I ran into an interesting one today that I had not seen before. A client installed ISA 2004 on his SBS 2003 server, and we followed the best practices for doing so. After an hour or so, he called me back because he could no longer check e-mail with Outlook. I had assumed (incorrectly, of course) that when he mentioned still using POP3 to get e-mail because he hasn’t switched over to SMTP delivery yet, that he was referring to the POP3 Connector in SBS. In fact, he was still having the workstations pull down e-mail from the external server using a POP3 account in Outlook, then saving the new mail into the Exchange profile. And Outlook could not connect to the POP3 server.
We had already installed the firewall client, so I knew it wasn’t an issue with not having the client installed. I ran a monitoring scan in ISA, and saw the connections from the workstation getting denied by the SBS Internet Access rule. I checked that the Internet Users security group got created during the ISA installation, and I checked that all the users had been added to the Internet Users security group. I checked that the SBS Internet Access rule was built as it was supposed to be. All these things checked out.
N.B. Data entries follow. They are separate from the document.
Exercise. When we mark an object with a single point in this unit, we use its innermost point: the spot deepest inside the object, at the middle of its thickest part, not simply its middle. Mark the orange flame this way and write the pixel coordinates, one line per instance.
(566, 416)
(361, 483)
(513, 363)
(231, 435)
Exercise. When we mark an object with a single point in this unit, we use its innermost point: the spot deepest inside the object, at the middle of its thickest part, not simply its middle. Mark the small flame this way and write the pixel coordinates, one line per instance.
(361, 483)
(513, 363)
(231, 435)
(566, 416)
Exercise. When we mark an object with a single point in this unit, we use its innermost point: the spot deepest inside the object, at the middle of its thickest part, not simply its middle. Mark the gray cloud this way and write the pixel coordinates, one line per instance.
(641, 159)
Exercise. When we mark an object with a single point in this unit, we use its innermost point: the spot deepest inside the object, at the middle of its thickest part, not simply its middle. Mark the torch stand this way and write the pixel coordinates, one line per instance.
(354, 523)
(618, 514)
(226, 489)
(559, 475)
I connected to the workstation and ran a manual telnet to port 110 on the POP server expecting the connection to be refused. It wasn’t. It worked as expected.
Google to the rescue again. I found this article on isaserver.org that pointed out the default configuration of the ISA firewall client in ISA 2004 is to ignore connections from outlook.exe. When this happens, ISA will treat connections from the workstation as a SecureNAT client when the connection comes from Outlook, and that is specifically denied by the SBS rules.
The workaround in the article is to change the default settings for the firewall client in the ISA Management Console so that the Firewall Client will take connections from outlook.exe and pass them through ISA as a firewall client and not a SecureNAT client, and this change allowed the workstation to pull e-mail down from the remote mail server as it had before ISA was installed.
Long term, the my client will be moving to direct SMTP delivery of e-mail. Near term, he will be configuring the POP3 connector to pull mail into Exchange instead. But it was the first time I’d worked with a setup where Outlook on the client was pulling e-mail from a remote POP mail server behind an ISA server, and it caught me by surprise. Hopefully this post will help someone else in this situation find the solution a little quicker.